歌が終わると同時に、檻のてっぺんの部分から、ごろん、と赤い石の塊のようなものが生まれて下に落下した。魔術で精製した、魔精次元で存在する石のようだった。魔法陣の檻の中にいることで、何か術の発動に制約を課されているのだろうか、魔道士雷夜はその石を、バリアの類いではなく直接腕ではねのけるような形でガードした。立っている魔道士雷夜が石をはねのけたので、座ったままの涼雨の方は無事だった。雷夜は涼雨への術式構築を中断したようだったが、涼雨に先程かけた術は残っているようで、きらきらと光る糸のような魔精は、涼雨を取り巻いたままだった。

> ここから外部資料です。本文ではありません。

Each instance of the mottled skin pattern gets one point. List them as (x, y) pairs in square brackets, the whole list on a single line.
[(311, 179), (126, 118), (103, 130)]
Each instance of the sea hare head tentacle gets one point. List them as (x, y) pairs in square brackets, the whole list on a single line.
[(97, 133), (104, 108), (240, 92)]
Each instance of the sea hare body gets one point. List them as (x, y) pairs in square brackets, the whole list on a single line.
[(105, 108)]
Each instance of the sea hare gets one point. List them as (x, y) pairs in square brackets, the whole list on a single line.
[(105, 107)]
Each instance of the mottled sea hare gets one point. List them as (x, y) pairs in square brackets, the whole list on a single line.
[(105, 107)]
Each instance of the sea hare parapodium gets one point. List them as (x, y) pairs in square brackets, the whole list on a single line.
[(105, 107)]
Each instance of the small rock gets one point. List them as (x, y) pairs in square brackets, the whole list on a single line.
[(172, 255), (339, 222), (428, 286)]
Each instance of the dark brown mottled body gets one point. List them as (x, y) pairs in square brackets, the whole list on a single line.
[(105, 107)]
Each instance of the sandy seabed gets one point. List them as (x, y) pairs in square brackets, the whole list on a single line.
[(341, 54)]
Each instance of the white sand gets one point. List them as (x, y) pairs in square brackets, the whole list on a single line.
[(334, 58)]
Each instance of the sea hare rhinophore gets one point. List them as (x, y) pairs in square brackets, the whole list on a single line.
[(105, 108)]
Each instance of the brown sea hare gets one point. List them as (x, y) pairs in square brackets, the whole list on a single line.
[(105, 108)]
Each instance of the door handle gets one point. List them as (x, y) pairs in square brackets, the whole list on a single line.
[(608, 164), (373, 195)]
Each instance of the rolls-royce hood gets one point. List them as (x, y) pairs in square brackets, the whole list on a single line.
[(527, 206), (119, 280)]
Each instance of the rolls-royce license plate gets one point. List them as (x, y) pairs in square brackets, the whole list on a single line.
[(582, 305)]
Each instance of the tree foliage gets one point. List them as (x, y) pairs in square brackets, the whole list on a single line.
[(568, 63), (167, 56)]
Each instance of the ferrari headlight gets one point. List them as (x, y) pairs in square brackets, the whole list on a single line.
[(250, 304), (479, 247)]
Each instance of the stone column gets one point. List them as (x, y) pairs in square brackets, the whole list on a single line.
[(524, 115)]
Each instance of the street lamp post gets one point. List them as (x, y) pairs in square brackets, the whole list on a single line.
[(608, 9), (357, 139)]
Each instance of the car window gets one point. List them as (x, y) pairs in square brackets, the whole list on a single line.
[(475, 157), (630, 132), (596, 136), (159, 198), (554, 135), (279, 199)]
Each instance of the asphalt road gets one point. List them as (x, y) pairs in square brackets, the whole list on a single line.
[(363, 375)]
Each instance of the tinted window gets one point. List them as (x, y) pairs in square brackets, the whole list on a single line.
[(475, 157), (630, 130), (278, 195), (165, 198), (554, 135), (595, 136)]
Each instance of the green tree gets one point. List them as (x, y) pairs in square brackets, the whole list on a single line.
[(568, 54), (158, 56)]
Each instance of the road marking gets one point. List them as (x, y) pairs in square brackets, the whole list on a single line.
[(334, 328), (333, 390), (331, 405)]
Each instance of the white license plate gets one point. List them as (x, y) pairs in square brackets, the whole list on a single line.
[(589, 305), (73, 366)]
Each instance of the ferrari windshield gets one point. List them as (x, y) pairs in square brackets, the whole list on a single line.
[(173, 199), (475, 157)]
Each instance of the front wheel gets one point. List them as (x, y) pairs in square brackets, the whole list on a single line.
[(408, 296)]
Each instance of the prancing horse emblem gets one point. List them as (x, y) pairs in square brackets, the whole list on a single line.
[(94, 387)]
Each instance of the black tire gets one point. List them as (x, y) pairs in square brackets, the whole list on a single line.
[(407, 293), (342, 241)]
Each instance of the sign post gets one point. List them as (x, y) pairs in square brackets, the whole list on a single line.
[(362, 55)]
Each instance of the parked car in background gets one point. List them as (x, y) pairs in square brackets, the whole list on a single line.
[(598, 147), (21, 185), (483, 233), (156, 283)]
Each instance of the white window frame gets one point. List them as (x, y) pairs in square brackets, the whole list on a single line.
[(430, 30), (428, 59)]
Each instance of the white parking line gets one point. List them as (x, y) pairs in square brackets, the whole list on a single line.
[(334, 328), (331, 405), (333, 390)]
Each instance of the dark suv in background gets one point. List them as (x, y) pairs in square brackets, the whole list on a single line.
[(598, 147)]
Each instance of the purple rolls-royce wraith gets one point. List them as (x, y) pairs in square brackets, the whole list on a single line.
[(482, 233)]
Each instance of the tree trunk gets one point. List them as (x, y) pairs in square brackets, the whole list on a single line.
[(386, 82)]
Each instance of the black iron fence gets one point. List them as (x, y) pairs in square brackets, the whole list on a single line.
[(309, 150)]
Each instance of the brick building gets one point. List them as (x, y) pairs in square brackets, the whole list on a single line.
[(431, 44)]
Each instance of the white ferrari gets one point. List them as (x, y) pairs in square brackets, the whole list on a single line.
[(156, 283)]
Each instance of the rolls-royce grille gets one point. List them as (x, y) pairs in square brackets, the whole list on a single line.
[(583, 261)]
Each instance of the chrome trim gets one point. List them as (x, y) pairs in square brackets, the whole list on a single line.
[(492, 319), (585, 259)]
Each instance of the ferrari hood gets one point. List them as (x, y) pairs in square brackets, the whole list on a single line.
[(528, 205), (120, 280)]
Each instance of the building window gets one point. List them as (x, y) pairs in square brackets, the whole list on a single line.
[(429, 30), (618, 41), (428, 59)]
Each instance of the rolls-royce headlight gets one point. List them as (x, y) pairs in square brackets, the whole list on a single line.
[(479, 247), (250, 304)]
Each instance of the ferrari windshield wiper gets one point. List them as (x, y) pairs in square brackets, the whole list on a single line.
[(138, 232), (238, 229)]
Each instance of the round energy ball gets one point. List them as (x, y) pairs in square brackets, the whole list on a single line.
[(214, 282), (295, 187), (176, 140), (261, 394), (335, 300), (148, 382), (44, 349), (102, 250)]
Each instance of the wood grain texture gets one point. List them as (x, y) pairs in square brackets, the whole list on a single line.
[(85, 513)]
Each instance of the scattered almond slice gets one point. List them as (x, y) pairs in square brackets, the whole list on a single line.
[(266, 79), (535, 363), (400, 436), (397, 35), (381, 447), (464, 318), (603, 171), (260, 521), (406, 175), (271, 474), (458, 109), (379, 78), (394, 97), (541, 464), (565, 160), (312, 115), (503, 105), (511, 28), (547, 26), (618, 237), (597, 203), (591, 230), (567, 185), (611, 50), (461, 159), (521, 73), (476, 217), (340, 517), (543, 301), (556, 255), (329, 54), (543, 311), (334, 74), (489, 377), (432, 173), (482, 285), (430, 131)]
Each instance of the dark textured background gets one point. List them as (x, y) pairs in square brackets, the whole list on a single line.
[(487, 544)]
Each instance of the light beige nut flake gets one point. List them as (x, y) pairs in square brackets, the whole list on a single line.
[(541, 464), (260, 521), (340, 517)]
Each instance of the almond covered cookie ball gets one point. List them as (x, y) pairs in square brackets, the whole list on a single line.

魔術師紅は、美しい笑みを浮かべると、ぱちん、と指を鳴らした。
途端に、たった今落下したのと同様の石が次々に檻のてっぺんから生み出されて・・・・・・もはやそれは、はねのけられるような量ではなかった。一個当たれば相当痛そうに見える握り拳大の赤い石が、通常の建物の二、三階分はありそうな高さから、どさどさと大量に雷夜と涼雨に向かって降り注ぐ。小さな檻の中で、逃げる場所などない。濛々と赤い土煙のようなものが立ち、砂映からは二人の姿は見えなくなった。
「涼雨さん!雷夜・・・・・・っ」
思わず砂映は声を上げた。
「ふふふ。まだまだだよ砂映くん」
その砂映の様子を見て、魔術師紅は愉しげに言った。
「これは第一段階だからね。二人とも、さしてダメージは受けていないだろう」
そのとおりだった。
土煙が薄れて、中の様子が見えてくる。魔道士雷夜に負傷の様子は見られなかった。檻の中で、黒いタートルネックとズボンの上下で彼は立っていた。黒いマントは脱いでいて、そのマントは涼雨に頭からかぶせられていた。特殊な術でもかかったマントなのか、涼雨も無事な様子だった。落下してきた赤い石は二人のまわりに積み上がっていた。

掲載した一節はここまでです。